Al Pompiere is not fine dining but the atmosphere feels different as soon as you climb the stairs to the second-floor dining room.
It is old school. Much in the way you immediately sense things will be a certain way at Checchino, you get the same sense of decades gone by at Al Pompiere.
You will find the restaurant directly across from the much more humble Sora Margherita on the edge of Rome’s Jewish Ghetto.
Inside Al Pompiere you will dark wood offset by natural light (at lunch, naturally), and frescoes under the centuries-old beams.
Adding to the times-gone-by vibes are attentive waiters dressed in vests and bow ties, and the charming vintage China plates decorated with firemen – or “Pompiere” in Italian.
Like the decor and the service, the food belongs to another time. The peak of Al Pompiere arrived several decades ago, during Rome’s La Dolce Vita heyday.
While you can find Jewish Roman dishes such as carciofi alla giudea and classic plates like carbonara, those are not the ones to come for. You come to Al Pompiere for the items that are as vintage as the plates they are served on. The ones which have since fallen out of fashion on other menus across the city over the last decades.
You come for the fettuccine al limone.
Creamy, swimming in Parmigiano, with the bright bite of zested citrus.
This is not one of Rome’s traditional pasta dishes, but it is the kind of detour you sometimes wish to take.
Or keep things more local and seasonal with artichoke pasta – not traditional but building on the ingredients that have long rounded out Roman (Jewish) food.
The menu is made up of these less common recipes, so it is worth going back to work your way through it.
And to soak up the atmosphere one more time.
Don’t believe me? To read more, you can check Elizabeth’s post.
Ristorante Al Pompiere
Via di S. Maria de’ Calderari, 38
Rome, Italy (Jewish Ghetto)
Website | Phone: +39 06 686 8377
7 thoughts on “Al Pompiere Restaurant in Rome”
Always a pleasure to read your blog and see your photos. Grazie mille!
Very helpful in planning our dining during our upcoming visit to Italy!
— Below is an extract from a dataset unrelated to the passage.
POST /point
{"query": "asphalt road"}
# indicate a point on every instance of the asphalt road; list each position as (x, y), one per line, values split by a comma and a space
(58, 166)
I’m so glad! Enjoy and happy exploring!
Al’s is hands down our favorite restaurant in Rome. Nonna’s is a close second. We used to stay at a humble hotel about 3 doors down from Al’s, but it has since been redone into a trendy spot. Looking forward to visiting Rome soon!
I read your blog regularly prior to our trip and your review of Al Pompiere just seemed exactly what we were looking for. We had the most wonderful lunch there last week and boy, you hit the nail on the head. From the warm welcome, to the elegantly old fashioned room, to the excellent wine list, to the charming service, and finally to the superb food, it was just perfect. This was one of the best dining experiences we had in our trip to Venice and Rome, and we had a few! Thank you for this post and so many others. With luck, we’ll be able to rely on your blog to help us on our next trip to Italy!
I am so so happy to hear that! It is a wonderful little spot
I love this restaurant for all the reasons you list. Reminds me of some of the old school New Orleans restaurants my parents used to frequent. I actually had the carciofi alla giudea and the fettucine al limone last visit. Thanks for the memories!